1. A method for inhibiting the release of HMGB1 from a cell of an individual, comprising administering to said individual an effective amount of a composition comprising a chimeric protein, the chimeric protein comprising: (a) a prothrombin sequence, and (b) a PC sequence, wherein the chimeric protein has substantially no procoagulant activity.

2. The method of claim 1, wherein the chimeric protein comprises a prothrombin proteinase domain, a prothrombin Kringle-1 domain, and a prothrombin Kringle-2 domain.

3. The method of claim 1, wherein the chimeric protein comprises a PC Gla-domain.

4. The method of claim 1, wherein the prothrombin sequence comprise the amino acid sequence of SEQ ID NO: 3.

5. The method of claim 1, wherein the PC sequence comprises the amino acid sequence of SEQ ID: NO. 4.

6. The method of claim 1, wherein the chimeric protein comprises the sequence of SEQ ID NO:5.

7. The method of claim 1, wherein the chimeric protein comprises an amino acid replacement of arginine with an amino acid other than arginine at a locus corresponding to amino acid arginine-271 of a thrombin polypeptide comprising an amino acid sequence set forth in SEQ ID NO:1.

8. The method of claim 7, wherein the amino acid residue replacing said arginine is selected from the group consisting of Ala, Val, Leu, Ile, Met, Gln, Glu, Gly, His, Met, Ser, Thr, Trp, and Tyr.

9. The method of claim 8, wherein the amino acid residue replacing said arginine is an alanine residue.

10. The method of claim 1, wherein the chimeric protein comprises an amino acid replacement of arginine with an amino acid other than arginine at a locus corresponding to amino acid arginine-155 of a thrombin polypeptide comprising an amino acid sequence set forth in SEQ ID NO:1.

11. The method of claim 10, wherein the amino acid residue replacing said arginine is an alanine residue.

12. The method of claim 1, wherein the chimeric protein comprises an amino acid replacement of arginine with an amino acid other than arginine at a locus corresponding to amino acid arginine-284 of a thrombin polypeptide comprising an amino acid sequence set forth in SEQ ID NO:1.

13. A composition for inhibiting the release of HMGB1 from a cell, comprising a chimeric protein, the chimeric protein comprising: (a) a prothrombin sequence, and (b) a PC sequence, wherein the chimeric protein has substantially no procoagulant activity.

14. The composition of claim 13, wherein the chimeric protein comprises a prothrombin proteinase domain, a prothrombin Kringle-1 domain, and a prothrombin Kringle-2 domain.

15. The composition of claim 13, wherein the chimeric protein comprises a PC Gla-domain.

16. The composition of claim 13, wherein the chimeric protein comprises the sequence of SEQ ID NO:5.

17. A composition for reducing the amount of HMGB1 in plasma, comprising a chimeric protein, the chimeric protein comprising: (a) a prothrombin sequence, and (b) a PC sequence, wherein the chimeric protein has substantially no procoagulant activity.

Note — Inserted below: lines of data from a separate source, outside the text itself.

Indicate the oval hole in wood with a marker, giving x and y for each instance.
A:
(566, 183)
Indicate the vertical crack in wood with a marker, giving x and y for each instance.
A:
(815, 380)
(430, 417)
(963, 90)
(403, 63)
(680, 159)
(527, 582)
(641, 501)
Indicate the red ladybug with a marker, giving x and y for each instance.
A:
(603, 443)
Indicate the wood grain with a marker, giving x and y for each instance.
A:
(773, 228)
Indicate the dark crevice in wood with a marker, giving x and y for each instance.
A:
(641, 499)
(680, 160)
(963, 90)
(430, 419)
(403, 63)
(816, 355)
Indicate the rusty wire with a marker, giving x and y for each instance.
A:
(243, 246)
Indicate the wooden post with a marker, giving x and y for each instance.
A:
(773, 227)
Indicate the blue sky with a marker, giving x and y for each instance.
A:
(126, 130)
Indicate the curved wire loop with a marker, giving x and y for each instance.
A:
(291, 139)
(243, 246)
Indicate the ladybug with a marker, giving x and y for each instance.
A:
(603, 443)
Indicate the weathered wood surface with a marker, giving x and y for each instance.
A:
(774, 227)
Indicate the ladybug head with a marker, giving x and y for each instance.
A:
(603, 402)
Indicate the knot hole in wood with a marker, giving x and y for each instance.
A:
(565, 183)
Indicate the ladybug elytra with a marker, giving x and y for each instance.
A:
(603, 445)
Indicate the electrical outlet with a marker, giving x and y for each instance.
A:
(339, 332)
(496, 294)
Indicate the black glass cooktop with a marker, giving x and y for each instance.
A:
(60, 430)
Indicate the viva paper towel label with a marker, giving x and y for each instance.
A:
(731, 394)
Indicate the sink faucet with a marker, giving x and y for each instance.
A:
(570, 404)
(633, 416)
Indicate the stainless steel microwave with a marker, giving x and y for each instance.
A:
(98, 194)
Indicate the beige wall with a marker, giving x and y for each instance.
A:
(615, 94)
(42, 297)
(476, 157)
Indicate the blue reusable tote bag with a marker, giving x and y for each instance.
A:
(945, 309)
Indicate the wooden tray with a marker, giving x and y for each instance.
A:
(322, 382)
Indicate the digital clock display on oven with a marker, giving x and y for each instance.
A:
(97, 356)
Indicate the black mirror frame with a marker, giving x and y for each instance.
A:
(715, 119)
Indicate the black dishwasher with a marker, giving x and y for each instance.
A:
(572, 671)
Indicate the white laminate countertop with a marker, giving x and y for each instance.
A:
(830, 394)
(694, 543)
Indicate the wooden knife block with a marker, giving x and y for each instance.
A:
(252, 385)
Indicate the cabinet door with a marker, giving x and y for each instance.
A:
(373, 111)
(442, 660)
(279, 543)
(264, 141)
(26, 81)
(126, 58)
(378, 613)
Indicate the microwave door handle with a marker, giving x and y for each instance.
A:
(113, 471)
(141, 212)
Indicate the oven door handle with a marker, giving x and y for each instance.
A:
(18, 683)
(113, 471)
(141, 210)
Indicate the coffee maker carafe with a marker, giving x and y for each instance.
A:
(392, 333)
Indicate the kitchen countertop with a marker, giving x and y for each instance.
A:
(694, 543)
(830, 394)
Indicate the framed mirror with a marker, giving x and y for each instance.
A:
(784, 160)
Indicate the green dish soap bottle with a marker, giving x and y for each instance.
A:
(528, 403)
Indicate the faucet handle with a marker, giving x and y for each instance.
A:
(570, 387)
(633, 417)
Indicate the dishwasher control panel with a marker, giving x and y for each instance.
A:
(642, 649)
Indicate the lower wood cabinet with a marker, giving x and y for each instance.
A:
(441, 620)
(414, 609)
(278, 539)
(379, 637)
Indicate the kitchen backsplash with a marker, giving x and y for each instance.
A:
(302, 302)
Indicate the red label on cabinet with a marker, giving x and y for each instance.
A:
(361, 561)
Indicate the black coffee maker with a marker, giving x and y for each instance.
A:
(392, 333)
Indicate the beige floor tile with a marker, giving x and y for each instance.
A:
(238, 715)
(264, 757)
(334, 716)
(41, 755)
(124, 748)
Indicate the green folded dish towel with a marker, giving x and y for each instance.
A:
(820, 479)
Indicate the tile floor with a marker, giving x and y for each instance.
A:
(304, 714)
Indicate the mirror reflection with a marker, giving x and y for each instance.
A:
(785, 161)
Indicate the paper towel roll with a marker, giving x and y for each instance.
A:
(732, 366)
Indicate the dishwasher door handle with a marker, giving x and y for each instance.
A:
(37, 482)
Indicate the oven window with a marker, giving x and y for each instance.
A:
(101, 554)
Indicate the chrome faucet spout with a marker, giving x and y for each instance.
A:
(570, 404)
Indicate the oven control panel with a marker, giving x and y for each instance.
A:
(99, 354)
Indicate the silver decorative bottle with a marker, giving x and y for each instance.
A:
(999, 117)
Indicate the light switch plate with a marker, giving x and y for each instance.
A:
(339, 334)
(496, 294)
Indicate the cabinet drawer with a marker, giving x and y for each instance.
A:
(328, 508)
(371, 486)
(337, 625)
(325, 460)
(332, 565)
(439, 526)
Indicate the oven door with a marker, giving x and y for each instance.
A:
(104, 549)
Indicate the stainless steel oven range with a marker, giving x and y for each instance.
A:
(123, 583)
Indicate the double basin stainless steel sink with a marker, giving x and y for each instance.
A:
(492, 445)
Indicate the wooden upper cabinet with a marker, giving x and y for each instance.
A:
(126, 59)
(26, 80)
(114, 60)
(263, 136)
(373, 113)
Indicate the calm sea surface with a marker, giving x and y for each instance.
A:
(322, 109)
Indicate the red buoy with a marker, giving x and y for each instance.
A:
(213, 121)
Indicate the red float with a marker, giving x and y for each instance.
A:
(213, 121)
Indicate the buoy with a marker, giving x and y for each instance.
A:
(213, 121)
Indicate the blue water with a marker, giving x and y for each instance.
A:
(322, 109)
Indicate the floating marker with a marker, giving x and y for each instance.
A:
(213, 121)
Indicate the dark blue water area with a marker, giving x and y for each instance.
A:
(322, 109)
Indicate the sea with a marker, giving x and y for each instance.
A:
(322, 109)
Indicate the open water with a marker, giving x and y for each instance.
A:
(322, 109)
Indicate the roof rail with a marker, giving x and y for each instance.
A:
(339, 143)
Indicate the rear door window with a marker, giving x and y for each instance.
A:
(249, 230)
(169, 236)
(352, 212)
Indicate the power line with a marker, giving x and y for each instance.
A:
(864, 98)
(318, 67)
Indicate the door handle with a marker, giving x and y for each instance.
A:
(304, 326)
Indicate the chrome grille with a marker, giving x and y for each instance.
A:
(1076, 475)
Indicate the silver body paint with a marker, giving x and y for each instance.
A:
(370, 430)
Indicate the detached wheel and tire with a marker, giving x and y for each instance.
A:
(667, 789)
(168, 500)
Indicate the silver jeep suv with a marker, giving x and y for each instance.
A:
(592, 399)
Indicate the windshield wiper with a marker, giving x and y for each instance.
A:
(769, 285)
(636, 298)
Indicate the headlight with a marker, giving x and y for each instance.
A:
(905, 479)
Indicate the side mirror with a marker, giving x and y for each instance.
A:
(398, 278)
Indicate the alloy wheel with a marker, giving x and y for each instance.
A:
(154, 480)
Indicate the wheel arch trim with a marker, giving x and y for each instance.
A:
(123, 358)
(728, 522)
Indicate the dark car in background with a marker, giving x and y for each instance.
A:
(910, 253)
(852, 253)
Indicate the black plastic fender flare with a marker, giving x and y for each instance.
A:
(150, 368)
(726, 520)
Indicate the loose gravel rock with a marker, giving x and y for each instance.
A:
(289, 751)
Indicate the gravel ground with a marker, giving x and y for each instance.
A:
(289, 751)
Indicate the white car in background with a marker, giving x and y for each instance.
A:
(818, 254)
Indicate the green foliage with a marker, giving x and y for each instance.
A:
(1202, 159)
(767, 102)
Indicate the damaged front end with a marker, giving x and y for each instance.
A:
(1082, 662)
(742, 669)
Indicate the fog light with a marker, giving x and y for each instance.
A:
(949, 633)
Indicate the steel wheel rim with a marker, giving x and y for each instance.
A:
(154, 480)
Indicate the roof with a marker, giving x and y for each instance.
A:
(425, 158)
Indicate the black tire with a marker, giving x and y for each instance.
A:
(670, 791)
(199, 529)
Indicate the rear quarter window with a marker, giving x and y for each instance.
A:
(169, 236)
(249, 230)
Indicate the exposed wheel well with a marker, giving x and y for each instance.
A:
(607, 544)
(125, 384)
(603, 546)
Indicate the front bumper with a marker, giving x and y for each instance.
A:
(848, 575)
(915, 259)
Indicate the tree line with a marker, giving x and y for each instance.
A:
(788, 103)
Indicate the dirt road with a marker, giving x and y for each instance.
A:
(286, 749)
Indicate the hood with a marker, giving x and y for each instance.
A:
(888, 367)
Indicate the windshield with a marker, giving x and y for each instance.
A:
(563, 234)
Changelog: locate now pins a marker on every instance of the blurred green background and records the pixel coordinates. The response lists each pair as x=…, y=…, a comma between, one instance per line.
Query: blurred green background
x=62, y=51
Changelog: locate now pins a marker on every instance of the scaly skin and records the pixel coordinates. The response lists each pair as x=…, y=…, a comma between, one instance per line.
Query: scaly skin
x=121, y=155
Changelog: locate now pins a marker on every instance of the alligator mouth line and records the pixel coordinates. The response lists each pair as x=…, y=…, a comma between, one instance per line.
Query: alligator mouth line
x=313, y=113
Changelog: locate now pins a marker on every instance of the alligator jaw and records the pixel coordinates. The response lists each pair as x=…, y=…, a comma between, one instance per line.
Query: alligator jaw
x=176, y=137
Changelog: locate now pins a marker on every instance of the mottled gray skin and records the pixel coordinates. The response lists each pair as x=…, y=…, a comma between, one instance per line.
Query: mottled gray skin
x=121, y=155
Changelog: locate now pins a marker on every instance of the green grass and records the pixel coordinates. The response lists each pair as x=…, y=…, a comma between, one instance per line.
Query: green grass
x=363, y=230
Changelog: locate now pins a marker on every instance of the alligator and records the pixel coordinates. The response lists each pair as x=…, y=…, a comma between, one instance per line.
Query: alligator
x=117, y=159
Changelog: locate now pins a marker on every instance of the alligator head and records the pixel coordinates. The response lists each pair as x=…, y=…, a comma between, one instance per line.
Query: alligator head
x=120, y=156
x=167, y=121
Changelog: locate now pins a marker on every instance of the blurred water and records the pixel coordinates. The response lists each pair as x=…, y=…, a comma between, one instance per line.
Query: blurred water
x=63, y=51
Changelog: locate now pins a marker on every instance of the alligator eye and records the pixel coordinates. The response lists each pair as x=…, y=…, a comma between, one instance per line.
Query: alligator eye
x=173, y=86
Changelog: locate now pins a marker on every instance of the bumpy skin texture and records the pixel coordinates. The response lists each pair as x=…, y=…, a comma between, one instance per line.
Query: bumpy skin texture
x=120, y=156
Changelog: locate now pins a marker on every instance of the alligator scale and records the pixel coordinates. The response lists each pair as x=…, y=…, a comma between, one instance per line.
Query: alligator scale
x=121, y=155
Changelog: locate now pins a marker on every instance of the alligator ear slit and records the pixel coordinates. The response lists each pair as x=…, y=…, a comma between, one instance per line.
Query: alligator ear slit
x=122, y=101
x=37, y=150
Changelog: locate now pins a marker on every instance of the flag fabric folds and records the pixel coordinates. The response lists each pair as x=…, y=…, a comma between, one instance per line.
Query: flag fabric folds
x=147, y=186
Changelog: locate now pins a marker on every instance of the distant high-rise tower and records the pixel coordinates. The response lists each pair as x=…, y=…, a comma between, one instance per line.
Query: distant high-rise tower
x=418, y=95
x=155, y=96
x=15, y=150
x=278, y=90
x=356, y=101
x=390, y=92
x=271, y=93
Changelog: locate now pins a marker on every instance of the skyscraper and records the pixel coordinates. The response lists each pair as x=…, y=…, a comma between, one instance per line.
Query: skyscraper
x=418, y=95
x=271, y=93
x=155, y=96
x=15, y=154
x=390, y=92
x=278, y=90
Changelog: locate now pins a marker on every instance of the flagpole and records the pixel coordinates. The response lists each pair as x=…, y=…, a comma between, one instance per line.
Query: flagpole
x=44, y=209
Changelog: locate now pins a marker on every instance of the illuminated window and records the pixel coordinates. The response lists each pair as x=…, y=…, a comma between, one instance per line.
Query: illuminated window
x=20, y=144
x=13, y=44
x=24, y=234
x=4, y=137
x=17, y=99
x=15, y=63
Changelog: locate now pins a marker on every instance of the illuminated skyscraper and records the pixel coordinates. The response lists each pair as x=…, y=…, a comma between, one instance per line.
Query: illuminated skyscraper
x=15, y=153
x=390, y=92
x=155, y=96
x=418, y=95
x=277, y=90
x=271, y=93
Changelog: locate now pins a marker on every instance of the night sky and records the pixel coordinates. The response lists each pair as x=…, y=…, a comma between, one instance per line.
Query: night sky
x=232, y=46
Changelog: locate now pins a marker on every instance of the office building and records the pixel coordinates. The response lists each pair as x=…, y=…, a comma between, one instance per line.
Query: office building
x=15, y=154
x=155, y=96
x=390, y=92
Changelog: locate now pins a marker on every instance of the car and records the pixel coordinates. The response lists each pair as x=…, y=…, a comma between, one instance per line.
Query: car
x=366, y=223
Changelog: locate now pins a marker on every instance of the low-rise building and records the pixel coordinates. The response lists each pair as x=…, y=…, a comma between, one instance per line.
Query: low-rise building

18. The composition of claim 17, wherein the chimeric protein comprises a prothrombin proteinase domain, a prothrombin Kringle-1 domain, and a prothrombin Kringle-2 domain.

19. The composition of claim 17, wherein the chimeric protein comprises a PC Gla-domain.

20. The composition of claim 17, wherein the chimeric protein comprises the sequence of SEQ ID NO:5.